Families with many cars tend to also own many TV sets.

A

Association.

  1. families with many cars - explanatory
  2. families with many TV’s - response
24
Q

Describe whether the example implies no association, association without causation, or association with causation and name the explanatory and response variables.

Taking a low-dose aspirin a day reduces the risk of MI

A

Association with Causation.

  1. taking a low-dose aspirin - explanatory
  2. Risk of MI - response
25
Q

Give an example of when association doesn’t mean causation.

A

While it is true that as the number of TV’s per 1000 people increases so does life expectancy, buying more TV’s will not help you live longer!

26
Q

What is the confounding variable?

A

The confounding variable is a third variable that is associated with both the explanatory variable and the response variable.

-can offer a explanation for an association

-if confounding variables are present, a causal association can not be determined

27
Q

What is a possible confounding variable.

Do taller people have higher IQ’s?

A

Age (adolescents)

28
Q

What is an experiment?

A

An experiment is a study in which the researcher “actively” controls one or more of the explanatory variables.

29
Q

What is an observational study?

A

An observational study is a study in which the researcher does not actively control the value of any variable, but simply observes.

30
Q

Why can observational studies never be used to establish causality?

A

Because it is very difficult to avoid confounding variables when your just observing.

31
Q

What is a randomized experiment?

A

In this type of experiment, the value of the explanatory variable for each case (unit) is determined randomly, before the response variable is measured.

32
Q

What is a treatment?

A

Treatments are the different levels of the explanatory variables.

33
Q

What is the point of a randomized experiment?

A

Because the explanatory variable is randomly assigned, it is not associated with any other variables, and therefore confounding variables are eliminated!

34
Q

Two things must be true in order to draw causality.

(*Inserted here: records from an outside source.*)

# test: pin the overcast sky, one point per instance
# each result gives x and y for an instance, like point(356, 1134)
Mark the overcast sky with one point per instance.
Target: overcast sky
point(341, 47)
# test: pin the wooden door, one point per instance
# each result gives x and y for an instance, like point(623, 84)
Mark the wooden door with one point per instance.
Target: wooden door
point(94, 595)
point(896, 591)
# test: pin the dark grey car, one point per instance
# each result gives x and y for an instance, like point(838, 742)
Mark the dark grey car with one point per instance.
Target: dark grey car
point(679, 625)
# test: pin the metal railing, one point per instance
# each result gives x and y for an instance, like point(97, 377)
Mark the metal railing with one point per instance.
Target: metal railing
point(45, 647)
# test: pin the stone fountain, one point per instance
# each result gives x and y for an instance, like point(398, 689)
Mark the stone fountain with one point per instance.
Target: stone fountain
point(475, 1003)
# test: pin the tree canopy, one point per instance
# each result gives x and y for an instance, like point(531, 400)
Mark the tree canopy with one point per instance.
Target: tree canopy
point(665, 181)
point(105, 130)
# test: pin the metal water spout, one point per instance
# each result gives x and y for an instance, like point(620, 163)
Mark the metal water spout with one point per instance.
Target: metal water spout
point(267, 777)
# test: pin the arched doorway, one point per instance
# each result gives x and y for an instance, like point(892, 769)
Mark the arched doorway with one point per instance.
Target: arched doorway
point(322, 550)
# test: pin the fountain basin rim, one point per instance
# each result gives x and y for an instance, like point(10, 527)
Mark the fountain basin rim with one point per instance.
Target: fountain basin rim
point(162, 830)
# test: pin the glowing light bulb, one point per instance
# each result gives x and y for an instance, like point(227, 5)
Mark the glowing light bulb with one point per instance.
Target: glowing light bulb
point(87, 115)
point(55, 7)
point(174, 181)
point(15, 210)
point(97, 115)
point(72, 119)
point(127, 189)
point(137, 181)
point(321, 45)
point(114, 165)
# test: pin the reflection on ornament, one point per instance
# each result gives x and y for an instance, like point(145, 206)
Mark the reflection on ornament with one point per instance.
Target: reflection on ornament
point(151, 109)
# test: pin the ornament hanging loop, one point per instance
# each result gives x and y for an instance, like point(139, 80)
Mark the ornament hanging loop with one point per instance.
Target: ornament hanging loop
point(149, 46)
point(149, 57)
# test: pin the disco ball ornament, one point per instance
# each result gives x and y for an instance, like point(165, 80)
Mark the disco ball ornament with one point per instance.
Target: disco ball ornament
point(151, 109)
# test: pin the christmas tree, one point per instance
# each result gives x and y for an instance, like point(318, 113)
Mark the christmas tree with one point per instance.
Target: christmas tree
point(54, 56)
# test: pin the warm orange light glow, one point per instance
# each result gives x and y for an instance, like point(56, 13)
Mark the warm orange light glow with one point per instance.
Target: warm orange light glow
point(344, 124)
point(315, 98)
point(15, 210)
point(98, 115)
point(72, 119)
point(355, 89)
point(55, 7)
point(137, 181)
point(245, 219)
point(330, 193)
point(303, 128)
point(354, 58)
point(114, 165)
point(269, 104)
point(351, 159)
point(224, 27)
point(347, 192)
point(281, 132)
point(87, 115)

What are they?

A
  1. The sample needs to be selected randomly - possible to generalize from the sample to population
  2. The explanatory variable must be randomly assigned - possible to make conclusions about causality
35
Q

What is a Randomized Comparative Experiment?

A

When cases are randomly assigned to different treatment groups and the results of the response variables are compared.

36
Q

What is a Matched Pairs Experiment?

A

When cases get paired up in an obvious way, or each case gets both treatments “in random order” and the individual differences in response variables are examined.

37
Q

What is Single Blind?

A

When participants are not told which treatment group they are in.

38
Q

What is Double Blind?

A

When the participants are not told, AND the people interacting with the participants and recording the results also do not know which group they are in.